Violence always hurts and destroys
There are many aspects ofviolence
There are many aspects of violence: other people may hurt you badly by what they say or by using physical and sexualized violence. It is particularly bad when you no longer feel safe and secure where you live, at school, in your neighbourhood or within your family. Experiencing violence in word and deed all the time causes an extreme burden on your mind. It may be that you feel worse and worse. Perhaps you are no longer capable to learn well at school. It may even happen that you get very sick. You need help so that all this stops and you get better!
If you experienced intensive violence
- for example, if one or more persons kept on follwing or surrounding you on the road
- if you were heavily beaten or harrassed
- if you were sexually assaulted or raped
- if you feared for your life
even a single bad experience may have a strong impact on your life. Perhaps you would like to forget all this quickly. You want your life to go on as if nothing happened at all. But it may be the case that you get scared more easily and more often than you did before the attack. Perhaps you have got nightmares or you keep visualizing what had happened – just like watching a movie. You definitely need help!
Sexualized violence: talking about it helps - being silent protects the wrong persons
Sexual assaults are a particularly humiliating experience. Girls are sexually molested by looks or disgusting words, fumbled at, being watched while changing clothes, pursued, forced to sexuals acts without their consent. Girls go through this experience in all sorts of public places where they would never expect an assault (for instance, at school, at a public swimming pool, in a disco or youth club). In most cases sexual assaults are not executed by foreigners, but by persons who are well-known and who seem to be trustworthy: an uncle, a neighbour, your chum, a colleague, or the guy you fell in love with … even your step father or your own dad. When making such an experience, you really feel bad. You probably feel very upset and maybe you even think that it is all your fault. But the responsibility is always with the perpetrator.
In most cases the perpetrators are male, but there are also women who engage in sexual assaults. These people don't give a damn for your feelings and thoughts whatever they tell you. Some perpetrators force girls with brutal physical violence into sexual acts. Some perpetrators worm their way into your confidence with compliments or gifts in order to bend you to their will, to squeeze you emotionally and to put you under pressure. They mostly plan everything well in advance. Some girls do not realize in time what the guys are up to and feel flattered by their interest and care. Maybe you are totally confused that someone who is so kind to you misuses your confidence and you question your own perception.
So never allow someone to take 'nice' nude photos of you or video clips! These may later be used to put you under pressure or blackmail you. Perpetrators also use alcohol, tablets or drugs in order to get what they want and in order to break your power of resistance. In the worst case you may be forced into drug addiction so that you cannot resist anymore. The longer the sexual assaults persist, the more you feel hopeless and desperate. Whatever happened – there are always chances of getting help. The most important thing is now that you get support, that somebody is by your side to talk with you about it and consider everything well. It is important that this person is discrete and does not talk about it behind your back.
What can you do?
Try to find a person whom you can trust in order to talk about it and to find ways out so that you feel better again.
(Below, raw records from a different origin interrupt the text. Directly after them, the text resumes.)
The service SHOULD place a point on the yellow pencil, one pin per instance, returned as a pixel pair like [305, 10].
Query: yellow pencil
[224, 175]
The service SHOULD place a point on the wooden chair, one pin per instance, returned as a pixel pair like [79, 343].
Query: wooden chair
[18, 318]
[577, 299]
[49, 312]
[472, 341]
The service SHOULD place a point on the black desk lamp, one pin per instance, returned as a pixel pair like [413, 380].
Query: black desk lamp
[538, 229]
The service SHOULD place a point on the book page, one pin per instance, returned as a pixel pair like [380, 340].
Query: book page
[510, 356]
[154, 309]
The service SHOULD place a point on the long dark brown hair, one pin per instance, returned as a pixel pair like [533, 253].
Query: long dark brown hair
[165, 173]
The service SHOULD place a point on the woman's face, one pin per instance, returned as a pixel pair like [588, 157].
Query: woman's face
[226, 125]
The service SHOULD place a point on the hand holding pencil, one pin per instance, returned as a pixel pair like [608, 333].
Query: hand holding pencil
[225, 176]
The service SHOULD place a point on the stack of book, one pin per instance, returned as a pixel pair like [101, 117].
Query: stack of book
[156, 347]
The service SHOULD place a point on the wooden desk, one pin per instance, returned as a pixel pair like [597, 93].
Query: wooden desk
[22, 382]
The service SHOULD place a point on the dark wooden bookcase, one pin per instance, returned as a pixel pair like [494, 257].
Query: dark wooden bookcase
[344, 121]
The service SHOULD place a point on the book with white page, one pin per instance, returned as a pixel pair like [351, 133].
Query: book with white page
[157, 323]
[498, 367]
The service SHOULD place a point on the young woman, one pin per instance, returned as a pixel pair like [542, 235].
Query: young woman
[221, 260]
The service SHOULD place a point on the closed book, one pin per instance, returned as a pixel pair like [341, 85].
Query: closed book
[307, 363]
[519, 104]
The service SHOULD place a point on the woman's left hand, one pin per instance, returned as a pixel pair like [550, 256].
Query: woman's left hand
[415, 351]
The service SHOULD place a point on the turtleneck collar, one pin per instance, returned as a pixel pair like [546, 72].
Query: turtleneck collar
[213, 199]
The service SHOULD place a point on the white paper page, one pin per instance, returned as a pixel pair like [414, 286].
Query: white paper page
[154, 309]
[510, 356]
In many cities there are counselling centres where you find help. You call one of theemergency numbers. You may also write us an email.
Physical and psychological violence
It may happen that somebody around you is in an extremely bad mood or drank too much alcohol and, as a result, takes out his (or her) bad temper on you. Simply because you just happen to be there: for example, you get badly insulted, objects are thrown at you or you are tossed around. This is not okay even if it happens only once that somebody uses you as a lightning conductor for his or her anger.
But if someone who means a lot to you and whom you are dependent on (for example, your mother, your father, your sister or your brother …) keeps treating you badly, beating you, telling you nasty things or forces you into doing something that is utterly disgusting, your emotions and thoughts will be affected. You will feel worse and worse, your self-confidence will suffer from it: you think that you do not mean a thing to the others, that you do not get the respect and support you need while growing up. It is equally bad when you witness a member of your family being assaulted by another member of your family: for example, when your father keeps insulting and beating your mother. This can also be very hard for you to cope with.
You need help so that the harassment and violence within your family will stop and you can feel safe again.
What can you do?
Try to find a trustworthy person (for instance, a female relative or a teacher) in order to discuss your problem and to find a way out so that you feel better again.
In many cities there are counselling centres where you find help. You call one of the emergency numbers. You contact us by email.
WATCH OUT: if you experience fierce violence within your family, i.e. that you or somebody else is subjected to heavy threat or harrassment, you may directly call the police: phone 112.